2013 kann endlich die Sektion Burgenland gegründet werden, womit die Vereinigung in allen Bundesländern (außer Vorarlberg) vertreten ist.

 

Dem neuen Image und Ausrichtung entsprechend erhält die VKÖ 2014 von der internationalen Polizeigewerkschaft CESP (Conseil Europeen des Syndicats de Police) das Angebot beizutreten.

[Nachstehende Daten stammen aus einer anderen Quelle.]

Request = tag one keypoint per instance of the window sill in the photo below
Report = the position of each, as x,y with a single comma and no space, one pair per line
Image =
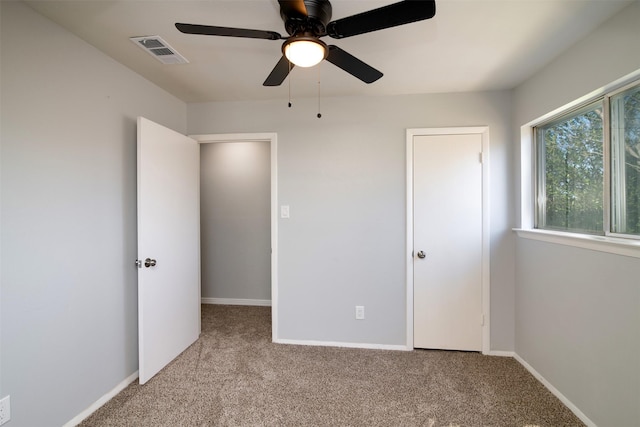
612,245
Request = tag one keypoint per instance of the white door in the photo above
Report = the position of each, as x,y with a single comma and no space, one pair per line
447,241
168,246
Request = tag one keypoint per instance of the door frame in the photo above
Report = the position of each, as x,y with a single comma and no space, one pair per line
272,139
483,131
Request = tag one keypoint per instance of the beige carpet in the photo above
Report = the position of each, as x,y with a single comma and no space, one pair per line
234,376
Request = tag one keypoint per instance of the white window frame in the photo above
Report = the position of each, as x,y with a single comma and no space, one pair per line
610,242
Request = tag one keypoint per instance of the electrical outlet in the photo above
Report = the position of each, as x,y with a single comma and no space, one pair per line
5,409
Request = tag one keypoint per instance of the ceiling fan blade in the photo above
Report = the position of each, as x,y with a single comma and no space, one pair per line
293,8
209,30
279,72
400,13
352,65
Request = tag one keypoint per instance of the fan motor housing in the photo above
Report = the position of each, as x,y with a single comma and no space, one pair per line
318,16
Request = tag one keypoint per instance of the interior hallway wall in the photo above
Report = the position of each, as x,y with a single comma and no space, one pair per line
68,176
235,187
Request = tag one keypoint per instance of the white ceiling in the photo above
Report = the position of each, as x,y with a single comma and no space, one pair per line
470,45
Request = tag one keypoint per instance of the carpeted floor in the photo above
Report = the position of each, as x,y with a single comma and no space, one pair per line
234,376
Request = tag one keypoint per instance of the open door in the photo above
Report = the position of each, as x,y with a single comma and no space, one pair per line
168,246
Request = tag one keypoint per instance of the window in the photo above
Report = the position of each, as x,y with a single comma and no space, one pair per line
588,167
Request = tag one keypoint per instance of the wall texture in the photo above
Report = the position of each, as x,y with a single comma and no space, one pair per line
68,294
578,310
344,178
235,187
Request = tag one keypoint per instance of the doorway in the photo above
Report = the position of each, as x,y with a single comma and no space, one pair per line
235,223
250,297
448,239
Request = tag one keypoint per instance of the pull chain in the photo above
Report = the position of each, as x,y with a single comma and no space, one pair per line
289,84
319,114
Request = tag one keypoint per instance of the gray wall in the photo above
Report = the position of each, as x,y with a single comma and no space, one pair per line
235,204
344,178
69,293
578,310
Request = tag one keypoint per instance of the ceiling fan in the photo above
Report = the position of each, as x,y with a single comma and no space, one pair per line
306,21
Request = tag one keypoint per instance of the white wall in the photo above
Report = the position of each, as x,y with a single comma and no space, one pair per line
235,205
578,311
68,290
344,178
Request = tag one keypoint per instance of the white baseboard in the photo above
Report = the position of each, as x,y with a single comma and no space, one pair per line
343,344
501,353
236,301
556,392
104,399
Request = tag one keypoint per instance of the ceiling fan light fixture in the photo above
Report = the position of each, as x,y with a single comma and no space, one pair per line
304,51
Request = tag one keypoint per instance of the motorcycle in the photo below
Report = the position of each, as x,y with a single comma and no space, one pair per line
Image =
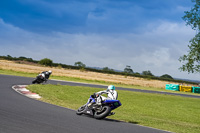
98,111
39,79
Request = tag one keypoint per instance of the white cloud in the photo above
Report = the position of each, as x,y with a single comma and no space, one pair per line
157,49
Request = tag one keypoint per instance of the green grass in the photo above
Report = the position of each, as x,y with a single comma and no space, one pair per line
24,74
171,113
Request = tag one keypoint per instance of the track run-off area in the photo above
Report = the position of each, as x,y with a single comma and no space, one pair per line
20,114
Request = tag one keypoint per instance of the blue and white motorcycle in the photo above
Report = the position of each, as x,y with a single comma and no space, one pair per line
98,111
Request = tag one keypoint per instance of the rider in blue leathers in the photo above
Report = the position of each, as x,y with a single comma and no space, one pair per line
112,94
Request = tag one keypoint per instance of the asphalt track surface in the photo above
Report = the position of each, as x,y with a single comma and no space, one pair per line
20,114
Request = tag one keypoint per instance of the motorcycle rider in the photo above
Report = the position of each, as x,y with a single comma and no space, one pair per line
46,74
111,94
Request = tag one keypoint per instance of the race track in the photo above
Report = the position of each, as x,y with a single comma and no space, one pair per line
20,114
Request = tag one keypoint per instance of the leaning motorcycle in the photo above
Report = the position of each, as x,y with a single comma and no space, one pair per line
98,111
39,79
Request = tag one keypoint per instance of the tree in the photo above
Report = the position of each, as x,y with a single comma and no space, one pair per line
147,73
79,64
167,76
191,61
46,62
128,69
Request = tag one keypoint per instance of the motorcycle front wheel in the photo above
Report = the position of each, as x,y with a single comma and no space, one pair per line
80,110
105,111
34,81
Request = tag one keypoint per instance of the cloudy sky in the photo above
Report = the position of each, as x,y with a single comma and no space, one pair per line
144,34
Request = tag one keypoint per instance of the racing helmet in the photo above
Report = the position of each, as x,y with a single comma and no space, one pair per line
111,87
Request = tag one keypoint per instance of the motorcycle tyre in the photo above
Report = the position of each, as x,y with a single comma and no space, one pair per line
34,81
104,114
80,110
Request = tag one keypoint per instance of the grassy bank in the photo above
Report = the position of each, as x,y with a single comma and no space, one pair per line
172,113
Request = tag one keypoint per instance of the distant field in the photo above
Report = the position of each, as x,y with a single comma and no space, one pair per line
171,113
85,75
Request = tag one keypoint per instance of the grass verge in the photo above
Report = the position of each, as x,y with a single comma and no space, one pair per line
171,113
25,74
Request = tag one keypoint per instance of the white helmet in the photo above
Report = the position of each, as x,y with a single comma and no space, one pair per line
111,87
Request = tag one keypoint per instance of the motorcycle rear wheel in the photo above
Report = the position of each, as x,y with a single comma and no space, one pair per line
80,110
105,111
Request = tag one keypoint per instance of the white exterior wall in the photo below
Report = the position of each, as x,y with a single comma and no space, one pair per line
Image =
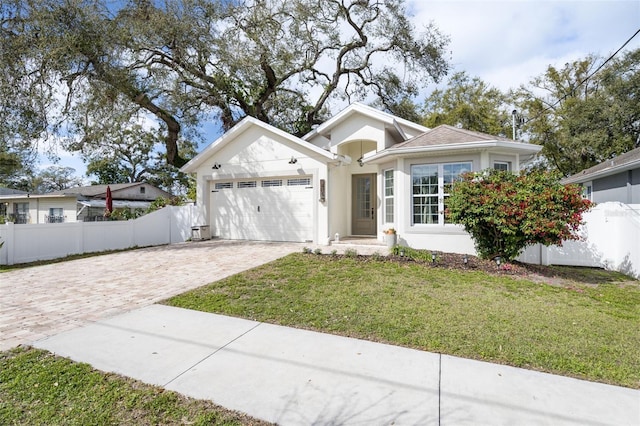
361,129
28,243
133,193
69,206
254,154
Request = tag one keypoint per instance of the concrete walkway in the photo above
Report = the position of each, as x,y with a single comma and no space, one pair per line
39,301
100,310
298,377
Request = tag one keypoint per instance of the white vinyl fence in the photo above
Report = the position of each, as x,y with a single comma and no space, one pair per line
28,243
610,239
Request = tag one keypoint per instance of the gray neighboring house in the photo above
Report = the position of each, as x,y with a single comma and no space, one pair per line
617,179
91,200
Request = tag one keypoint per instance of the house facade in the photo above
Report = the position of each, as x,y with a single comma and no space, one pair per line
91,200
83,204
22,208
617,179
361,172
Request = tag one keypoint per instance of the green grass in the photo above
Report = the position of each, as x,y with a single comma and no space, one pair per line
38,388
574,328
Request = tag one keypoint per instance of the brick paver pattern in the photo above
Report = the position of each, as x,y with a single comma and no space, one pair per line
41,301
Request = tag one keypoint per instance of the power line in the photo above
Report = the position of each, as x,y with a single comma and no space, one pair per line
586,78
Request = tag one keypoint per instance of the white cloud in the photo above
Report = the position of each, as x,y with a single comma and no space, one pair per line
506,43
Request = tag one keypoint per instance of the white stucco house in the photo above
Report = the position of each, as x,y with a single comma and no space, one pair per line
359,173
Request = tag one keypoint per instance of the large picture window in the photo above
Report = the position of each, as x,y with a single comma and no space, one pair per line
431,185
388,196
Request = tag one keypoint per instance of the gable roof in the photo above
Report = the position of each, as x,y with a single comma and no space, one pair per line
446,135
628,161
100,191
238,129
445,138
9,191
358,108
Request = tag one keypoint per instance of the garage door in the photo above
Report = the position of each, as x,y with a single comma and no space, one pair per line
274,209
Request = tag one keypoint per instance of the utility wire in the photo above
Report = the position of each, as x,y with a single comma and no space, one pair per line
586,78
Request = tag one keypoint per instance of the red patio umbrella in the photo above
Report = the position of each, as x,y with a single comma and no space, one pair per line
109,202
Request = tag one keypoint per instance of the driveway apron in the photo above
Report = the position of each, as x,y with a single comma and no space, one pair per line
41,301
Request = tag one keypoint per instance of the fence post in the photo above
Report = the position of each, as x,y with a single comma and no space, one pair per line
10,243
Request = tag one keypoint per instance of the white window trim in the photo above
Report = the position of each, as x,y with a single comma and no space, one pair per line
385,197
441,194
588,194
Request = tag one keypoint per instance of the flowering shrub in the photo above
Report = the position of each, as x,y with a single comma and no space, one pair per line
506,212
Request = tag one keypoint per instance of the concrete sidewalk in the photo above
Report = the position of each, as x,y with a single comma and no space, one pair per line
298,377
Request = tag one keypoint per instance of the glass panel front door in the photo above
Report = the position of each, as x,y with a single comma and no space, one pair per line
363,211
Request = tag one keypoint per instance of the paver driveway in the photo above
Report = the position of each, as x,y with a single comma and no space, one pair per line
44,300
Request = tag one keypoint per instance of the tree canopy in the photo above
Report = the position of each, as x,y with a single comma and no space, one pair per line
75,70
582,117
471,103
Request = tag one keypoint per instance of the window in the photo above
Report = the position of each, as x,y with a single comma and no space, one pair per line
224,185
431,184
21,212
247,184
299,182
388,196
56,215
504,166
272,182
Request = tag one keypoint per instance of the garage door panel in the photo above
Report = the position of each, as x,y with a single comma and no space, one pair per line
274,213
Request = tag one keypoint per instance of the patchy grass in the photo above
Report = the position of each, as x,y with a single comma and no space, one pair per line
583,325
38,388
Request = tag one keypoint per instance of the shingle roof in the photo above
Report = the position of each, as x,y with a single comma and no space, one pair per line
95,190
628,160
446,135
8,191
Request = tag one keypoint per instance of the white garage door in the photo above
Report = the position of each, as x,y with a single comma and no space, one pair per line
274,209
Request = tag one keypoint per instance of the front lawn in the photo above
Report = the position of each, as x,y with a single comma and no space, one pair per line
38,388
566,325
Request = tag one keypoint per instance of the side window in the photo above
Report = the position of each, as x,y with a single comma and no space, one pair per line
505,166
587,191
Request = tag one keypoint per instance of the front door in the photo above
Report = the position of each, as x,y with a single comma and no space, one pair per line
363,210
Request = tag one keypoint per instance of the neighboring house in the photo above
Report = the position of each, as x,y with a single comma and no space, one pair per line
22,207
86,203
91,200
617,179
357,174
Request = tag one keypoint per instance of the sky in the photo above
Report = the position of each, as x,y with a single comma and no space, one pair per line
507,43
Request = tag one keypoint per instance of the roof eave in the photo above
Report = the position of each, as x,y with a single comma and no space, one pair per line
517,146
579,178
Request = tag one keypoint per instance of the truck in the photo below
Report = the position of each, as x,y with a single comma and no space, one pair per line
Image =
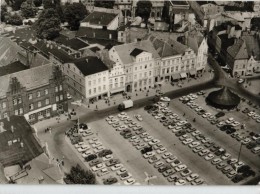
125,105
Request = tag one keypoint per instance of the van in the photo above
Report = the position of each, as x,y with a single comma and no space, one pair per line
256,150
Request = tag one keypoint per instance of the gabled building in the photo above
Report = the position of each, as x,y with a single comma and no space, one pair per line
138,60
35,93
101,18
87,78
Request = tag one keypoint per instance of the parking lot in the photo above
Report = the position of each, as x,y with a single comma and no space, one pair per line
181,142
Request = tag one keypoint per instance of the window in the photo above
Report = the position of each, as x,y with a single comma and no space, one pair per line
14,101
5,115
30,96
31,107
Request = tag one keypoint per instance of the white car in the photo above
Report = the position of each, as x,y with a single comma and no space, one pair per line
116,167
180,182
187,141
161,150
129,181
166,155
209,156
139,117
240,81
148,154
107,157
225,156
194,144
98,167
180,167
121,171
165,99
192,177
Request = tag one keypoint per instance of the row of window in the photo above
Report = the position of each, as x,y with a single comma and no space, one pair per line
94,82
95,90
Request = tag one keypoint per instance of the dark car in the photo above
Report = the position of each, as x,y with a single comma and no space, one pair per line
230,131
180,133
251,145
110,181
237,178
146,149
91,157
95,162
104,152
220,114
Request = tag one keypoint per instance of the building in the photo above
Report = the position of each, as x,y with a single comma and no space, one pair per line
36,93
138,60
156,11
116,73
243,56
101,18
18,142
87,78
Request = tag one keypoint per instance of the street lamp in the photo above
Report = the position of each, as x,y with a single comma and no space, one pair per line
239,152
149,177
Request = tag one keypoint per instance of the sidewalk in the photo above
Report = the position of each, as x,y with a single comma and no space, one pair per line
115,100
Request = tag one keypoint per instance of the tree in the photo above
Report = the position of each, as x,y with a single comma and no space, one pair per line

Aus verschiedenen Gründen wird das Angebot abschlägig beantwortet, jedoch eine Kooperation (z.B. durch Entsendung von Fachreferenten auf Kongressen) wahrgenommen.

 

Die Zahl der in den letzten Jahren veranstalteten Vorträge, Seminare, Tagungen und Symposien überflügelt die Zahl der gesamten Jahrzehnte davor. Die „Vereinigung“ ist wieder dorthin zurückgekehrt, wo sie in den Tagen der Gründung stand – DIE Interessensvertretung des Kriminaldienstes.

 

Ein 100% Wahlergebnis für den Vorstand bei der Neuwahl am 28.11.2014 zeigte, dass die Führung der Vereinigung, Richard Benda und sein Team, am richtigen Weg sind. Die Vereinigung hatte den Weg vom 20. zum 21. Jahrhundert geschafft.